The Obama administration’s decision on missile defense, as with virtually every move the Obama team has made in foreign policy, is both deeply naive and deeply cynical. It is naive in conceiving that our adversaries simply must respond to our apologies, retreats, reversals, and unilateral-disarmament efforts with some comparable gesture, as if they fear being thought ungracious or rude if they don’t reciprocate in a timely manner. It conceives that Vladimir Putin will now find something meaningful to do for us, once relieved—thank goodness!—of the horrifying prospect that the U.S. might stand resolutely with our allies in Eastern Europe. It conceives that if we dare not speak up about the Iranian regime’s atrocities against its people, the regime will be more favorably disposed to discuss its nuclear program. It is a deeply flawed vision of the motives and interests of our adversaries. Whether it’s based on a misconception of the influence of Obama’s own persona or on other factors, is unclear. But the supposition that we can induce adversaries to react favorably by shunning our friends, disarming, and retreating from previously held positions is not supported by any precedent.

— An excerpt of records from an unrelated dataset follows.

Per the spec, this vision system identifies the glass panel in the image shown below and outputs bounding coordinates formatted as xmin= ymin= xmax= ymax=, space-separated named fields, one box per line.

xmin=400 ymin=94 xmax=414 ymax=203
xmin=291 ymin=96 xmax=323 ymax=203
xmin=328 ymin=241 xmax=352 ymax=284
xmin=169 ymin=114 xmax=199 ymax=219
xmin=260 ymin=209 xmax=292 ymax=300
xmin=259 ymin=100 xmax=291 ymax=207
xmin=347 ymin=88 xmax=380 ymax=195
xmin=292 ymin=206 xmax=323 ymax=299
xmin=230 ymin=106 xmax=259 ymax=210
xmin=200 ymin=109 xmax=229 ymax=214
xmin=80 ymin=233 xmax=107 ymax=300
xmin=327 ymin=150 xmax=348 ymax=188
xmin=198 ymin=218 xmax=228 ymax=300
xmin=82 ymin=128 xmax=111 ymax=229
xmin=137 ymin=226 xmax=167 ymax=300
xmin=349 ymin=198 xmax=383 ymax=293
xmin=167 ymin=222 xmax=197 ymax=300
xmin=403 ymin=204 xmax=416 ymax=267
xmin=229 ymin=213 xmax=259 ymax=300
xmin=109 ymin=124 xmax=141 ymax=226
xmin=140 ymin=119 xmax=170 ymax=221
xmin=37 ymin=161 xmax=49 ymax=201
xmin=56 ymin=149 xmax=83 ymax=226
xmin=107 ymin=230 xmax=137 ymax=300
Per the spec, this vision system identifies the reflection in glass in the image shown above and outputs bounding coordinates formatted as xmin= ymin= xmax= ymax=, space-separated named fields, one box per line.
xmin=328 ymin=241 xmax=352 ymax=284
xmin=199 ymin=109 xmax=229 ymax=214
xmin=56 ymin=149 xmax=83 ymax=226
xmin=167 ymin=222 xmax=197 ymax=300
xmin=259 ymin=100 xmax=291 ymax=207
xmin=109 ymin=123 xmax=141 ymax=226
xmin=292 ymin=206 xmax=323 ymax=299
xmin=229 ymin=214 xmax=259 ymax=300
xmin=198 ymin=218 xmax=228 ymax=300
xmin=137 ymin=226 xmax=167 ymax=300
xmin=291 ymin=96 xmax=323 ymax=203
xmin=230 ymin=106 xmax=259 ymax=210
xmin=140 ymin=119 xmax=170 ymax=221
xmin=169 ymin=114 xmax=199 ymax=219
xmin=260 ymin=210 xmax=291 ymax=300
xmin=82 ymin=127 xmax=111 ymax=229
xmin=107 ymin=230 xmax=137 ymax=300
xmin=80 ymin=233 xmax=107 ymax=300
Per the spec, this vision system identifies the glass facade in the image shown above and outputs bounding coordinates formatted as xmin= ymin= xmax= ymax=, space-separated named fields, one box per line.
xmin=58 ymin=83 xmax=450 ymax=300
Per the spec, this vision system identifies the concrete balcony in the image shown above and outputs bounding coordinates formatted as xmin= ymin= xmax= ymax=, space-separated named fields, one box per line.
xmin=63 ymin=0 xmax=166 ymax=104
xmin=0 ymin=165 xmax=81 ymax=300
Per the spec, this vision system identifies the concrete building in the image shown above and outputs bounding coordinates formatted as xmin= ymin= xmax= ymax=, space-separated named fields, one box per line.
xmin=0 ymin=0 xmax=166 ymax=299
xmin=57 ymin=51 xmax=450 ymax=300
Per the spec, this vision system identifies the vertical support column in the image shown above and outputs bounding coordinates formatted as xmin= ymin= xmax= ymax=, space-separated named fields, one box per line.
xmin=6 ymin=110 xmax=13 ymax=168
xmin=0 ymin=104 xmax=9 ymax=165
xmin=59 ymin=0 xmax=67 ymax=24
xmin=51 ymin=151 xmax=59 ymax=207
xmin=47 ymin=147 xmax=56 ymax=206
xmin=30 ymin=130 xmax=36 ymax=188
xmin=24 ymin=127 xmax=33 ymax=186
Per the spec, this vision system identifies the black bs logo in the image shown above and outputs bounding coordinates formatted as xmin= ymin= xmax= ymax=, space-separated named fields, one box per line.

And he’s more than just naive; Obama is practicing a foreign policy of cynicism. It is based on the premise that America’s word—whether pledges to Israel on settlements or to Poland and the Czech Republic on missile defense—does not bind us when it becomes inconvenient or an irritant to our adversaries. It imagines that we have no interest and no stake in defending human-rights activists and democracy advocates—in China, Cuba, or Iran—who in the past have looked to the U.S. for guidance and support. American exceptionalism is ostensibly nothing more than American chauvinism. As Obama said, American exceptionalism is only relative—just as the British believe in British exceptionalism and the Greeks in Greek exceptionalism. It is not based on a view of America’s unique leadership role in the world and does not require that we act in defense of ideals larger than narrow national interests.
The test for Obama will be twofold. First, will it work? To date we have seen no evidence that prostrating ourselves before the world’s rogue states redounds to our benefit. Second, is this an American foreign policy that Americans can stomach and that will be sustainable over the long haul? Obama must suppose that so long as they get health care, Americans don’t really give a darn about Chinese dissidents and Iranian demonstrators. But Americans are a decent people, and they expect that their nation will behave decently and in defense of American values. After all, Americans bought his message of hope and change, the notion that America could be and do good things, and that America should be revered and respected. They did not vote, I would suggest, for this.